/ 21 April 2008

Dozy council wakes up to land scam

The Ekurhuleni Metropolitan Municipality (EMM) may have lost more than R93-million in a dodgy land development deal.

This startling allegation is made by metro manager Patrick Flusk in an affidavit submitted to the Pretoria High Court this week, in an application by the developer of an upmarket East Rand property development.

Developer Rean Booysen asked the court to force Ekurhuleni to give him a certificate stating that the council will provide engineering services to his luxury ‘eco-development” on the Meyersdal Nature Estate immediately. The court postponed the matter on Thursday to June 10 — a move that infuriated Booysen, but pleased the municipality.

The council has refused to provide the certificate, which Booysen needs to register the transfer of stands to its owner.

Flusk said this was because a preliminary forensic investigation into the Meyersdal development has uncovered ‘extensive irregularities” in the land deal. Until the probe is finalised, he will not sign anything.

In his affidavit Flusk says land ‘worth not less than R100-million” was ‘alienated to the developer in an irregular fashion for the paltry sum of some R7-million”.

At issue is a land-swap deal completed in 2005. Booysen swapped land that was unsuited for development for Ekurhuleni land that could be developed.

Flusk’s court papers raise red flags about the original land deal and the involvement of councillors and metro council staff in approving a seemingly senseless transaction.

It also for the first time reveals the forensic investigation by advisory firm Pasco into the multi-million- rand deal.

Pasco was in the news recently when independent Ekurhuleni councillor Izak Berg questioned the appointment of the firm to investigate allegations of fraud and corruption in the municipality’s fleet maintenance workshops a year ago, as well as money paid to the company.

The investigation led to the suspension of 12 people from the workshops.

According to Booysen’s affidavit, there are 280 purchase agreements awaiting registration that are ‘dependent upon the required certificate”. He says ‘there exists no lawful reason why the authority is withholding the required certificate and it is contended that its conduct is malicious”.

He also claims that at a meeting in mid-February, ‘Flusk wanted to use his authority to issue the [engineering services] certificate to compel us to make payments to the EMM of amounts that it is not entitled to, but which Flusk contended were.

‘It is highly suspicious for Flusk to now attack [us] on a transaction that took place some two years ago and formed the basis for several administrative decisions which were taken thereafter on the land in question. For instance, the [council] proclaimed the township with full knowledge of the relevant facts relating to the acquisition of the land.”

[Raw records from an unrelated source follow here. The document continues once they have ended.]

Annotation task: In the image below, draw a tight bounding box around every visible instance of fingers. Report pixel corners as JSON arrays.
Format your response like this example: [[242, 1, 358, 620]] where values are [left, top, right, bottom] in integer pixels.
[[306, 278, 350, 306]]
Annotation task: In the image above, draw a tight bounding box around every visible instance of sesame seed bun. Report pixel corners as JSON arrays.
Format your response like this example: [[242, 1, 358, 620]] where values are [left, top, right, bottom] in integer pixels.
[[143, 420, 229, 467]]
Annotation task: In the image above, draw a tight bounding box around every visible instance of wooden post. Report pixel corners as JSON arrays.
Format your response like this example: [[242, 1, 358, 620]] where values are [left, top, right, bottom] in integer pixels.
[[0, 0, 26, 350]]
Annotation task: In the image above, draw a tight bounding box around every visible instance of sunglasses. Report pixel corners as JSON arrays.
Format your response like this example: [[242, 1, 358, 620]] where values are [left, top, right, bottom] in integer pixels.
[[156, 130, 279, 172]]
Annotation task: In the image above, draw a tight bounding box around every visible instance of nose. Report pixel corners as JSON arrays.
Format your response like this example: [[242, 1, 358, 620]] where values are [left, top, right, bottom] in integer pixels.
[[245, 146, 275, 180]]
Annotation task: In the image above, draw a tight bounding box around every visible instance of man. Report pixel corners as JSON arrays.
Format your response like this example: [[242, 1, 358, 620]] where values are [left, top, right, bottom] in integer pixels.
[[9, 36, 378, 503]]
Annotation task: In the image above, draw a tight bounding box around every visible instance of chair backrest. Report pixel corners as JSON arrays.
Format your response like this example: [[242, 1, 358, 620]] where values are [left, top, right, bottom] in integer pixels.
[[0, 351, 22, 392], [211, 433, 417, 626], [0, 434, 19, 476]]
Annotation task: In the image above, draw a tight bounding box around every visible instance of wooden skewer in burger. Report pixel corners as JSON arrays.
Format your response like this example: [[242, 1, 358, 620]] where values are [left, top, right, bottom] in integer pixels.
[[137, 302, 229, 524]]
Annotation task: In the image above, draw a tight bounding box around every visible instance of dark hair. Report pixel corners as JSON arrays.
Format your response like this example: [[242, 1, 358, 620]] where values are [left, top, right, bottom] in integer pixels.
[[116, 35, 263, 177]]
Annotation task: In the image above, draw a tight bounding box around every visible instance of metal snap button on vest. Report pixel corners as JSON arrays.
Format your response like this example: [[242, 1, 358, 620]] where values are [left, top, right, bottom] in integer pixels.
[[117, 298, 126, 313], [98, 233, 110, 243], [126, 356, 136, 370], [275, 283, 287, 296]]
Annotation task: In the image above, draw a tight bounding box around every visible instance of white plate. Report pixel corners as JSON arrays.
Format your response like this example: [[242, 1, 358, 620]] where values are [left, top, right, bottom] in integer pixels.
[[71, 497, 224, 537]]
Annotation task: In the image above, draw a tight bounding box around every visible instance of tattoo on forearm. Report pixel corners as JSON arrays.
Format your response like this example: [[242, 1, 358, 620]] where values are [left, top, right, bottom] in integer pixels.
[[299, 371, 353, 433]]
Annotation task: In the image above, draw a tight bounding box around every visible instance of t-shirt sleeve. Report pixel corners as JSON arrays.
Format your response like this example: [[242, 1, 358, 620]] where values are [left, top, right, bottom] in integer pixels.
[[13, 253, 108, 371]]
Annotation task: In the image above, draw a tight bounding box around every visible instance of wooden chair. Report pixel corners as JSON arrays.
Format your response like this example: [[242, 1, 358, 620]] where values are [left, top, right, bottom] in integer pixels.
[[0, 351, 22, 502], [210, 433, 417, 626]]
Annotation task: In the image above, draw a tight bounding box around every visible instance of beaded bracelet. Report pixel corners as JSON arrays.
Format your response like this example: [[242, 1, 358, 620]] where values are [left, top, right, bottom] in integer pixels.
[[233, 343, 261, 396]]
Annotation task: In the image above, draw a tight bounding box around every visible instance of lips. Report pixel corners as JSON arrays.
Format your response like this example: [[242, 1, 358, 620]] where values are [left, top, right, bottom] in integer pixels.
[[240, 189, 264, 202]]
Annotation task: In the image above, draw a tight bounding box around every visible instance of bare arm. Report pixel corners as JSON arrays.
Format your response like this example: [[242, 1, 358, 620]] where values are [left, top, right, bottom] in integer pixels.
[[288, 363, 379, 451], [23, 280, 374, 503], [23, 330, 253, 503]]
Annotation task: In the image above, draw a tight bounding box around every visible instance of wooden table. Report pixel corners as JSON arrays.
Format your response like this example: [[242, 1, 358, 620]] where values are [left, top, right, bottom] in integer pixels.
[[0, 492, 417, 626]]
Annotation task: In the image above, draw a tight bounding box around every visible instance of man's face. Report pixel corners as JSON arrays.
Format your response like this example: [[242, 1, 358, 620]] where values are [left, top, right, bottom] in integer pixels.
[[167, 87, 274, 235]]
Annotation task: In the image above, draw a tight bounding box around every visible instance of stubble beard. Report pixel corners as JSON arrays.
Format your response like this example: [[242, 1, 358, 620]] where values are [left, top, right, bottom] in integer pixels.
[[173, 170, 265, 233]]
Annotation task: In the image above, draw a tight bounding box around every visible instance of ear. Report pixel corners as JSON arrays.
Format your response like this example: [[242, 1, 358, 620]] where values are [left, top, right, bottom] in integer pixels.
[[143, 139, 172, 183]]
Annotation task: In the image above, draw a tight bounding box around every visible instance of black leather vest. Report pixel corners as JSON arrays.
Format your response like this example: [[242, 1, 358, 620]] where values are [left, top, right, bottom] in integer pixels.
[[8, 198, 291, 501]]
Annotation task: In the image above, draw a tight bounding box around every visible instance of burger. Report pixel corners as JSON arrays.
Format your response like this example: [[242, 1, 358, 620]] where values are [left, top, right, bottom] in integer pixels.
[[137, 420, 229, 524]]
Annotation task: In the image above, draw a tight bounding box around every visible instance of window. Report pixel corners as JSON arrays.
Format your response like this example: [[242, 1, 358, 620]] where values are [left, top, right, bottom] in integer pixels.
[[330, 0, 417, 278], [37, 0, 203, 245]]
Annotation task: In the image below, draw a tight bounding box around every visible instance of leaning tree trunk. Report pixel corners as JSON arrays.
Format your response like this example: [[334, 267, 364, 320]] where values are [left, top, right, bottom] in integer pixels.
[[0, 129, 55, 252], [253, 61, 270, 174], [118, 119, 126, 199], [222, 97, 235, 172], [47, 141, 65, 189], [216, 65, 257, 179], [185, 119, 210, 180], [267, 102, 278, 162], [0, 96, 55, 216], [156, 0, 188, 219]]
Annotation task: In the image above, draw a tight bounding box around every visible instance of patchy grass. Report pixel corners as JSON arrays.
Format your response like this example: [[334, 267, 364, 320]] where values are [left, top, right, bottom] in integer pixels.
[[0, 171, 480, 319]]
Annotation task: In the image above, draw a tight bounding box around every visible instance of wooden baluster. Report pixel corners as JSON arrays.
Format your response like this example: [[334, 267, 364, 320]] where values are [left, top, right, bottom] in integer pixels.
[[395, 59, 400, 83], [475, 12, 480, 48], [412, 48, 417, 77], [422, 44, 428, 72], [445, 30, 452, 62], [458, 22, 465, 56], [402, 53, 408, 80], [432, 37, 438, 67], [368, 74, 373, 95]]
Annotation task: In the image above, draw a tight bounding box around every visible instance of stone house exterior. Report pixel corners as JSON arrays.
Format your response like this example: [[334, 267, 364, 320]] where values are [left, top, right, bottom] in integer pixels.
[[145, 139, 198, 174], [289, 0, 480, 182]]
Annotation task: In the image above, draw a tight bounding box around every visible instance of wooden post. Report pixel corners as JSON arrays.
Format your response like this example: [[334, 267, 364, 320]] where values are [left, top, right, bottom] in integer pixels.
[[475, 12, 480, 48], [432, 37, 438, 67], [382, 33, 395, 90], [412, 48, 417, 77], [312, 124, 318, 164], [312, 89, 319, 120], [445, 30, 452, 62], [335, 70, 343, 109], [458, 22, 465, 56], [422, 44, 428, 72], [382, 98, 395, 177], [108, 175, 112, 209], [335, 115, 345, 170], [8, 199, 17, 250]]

Flusk responds that the discovery of extensive irregularities in the acquisition of the land and ‘the manner in which the developer sought to secure the development rights to this land” is at the centre of the dispute.

He argued for a postponement, stating that the investigation had not yet run its course.

He said that in February last year the municipality received a letter from the Gauteng department of local government advising that the department had received a tip-off about the deal from the national anti-corruption and fraud hotline. Other complaints had ensued.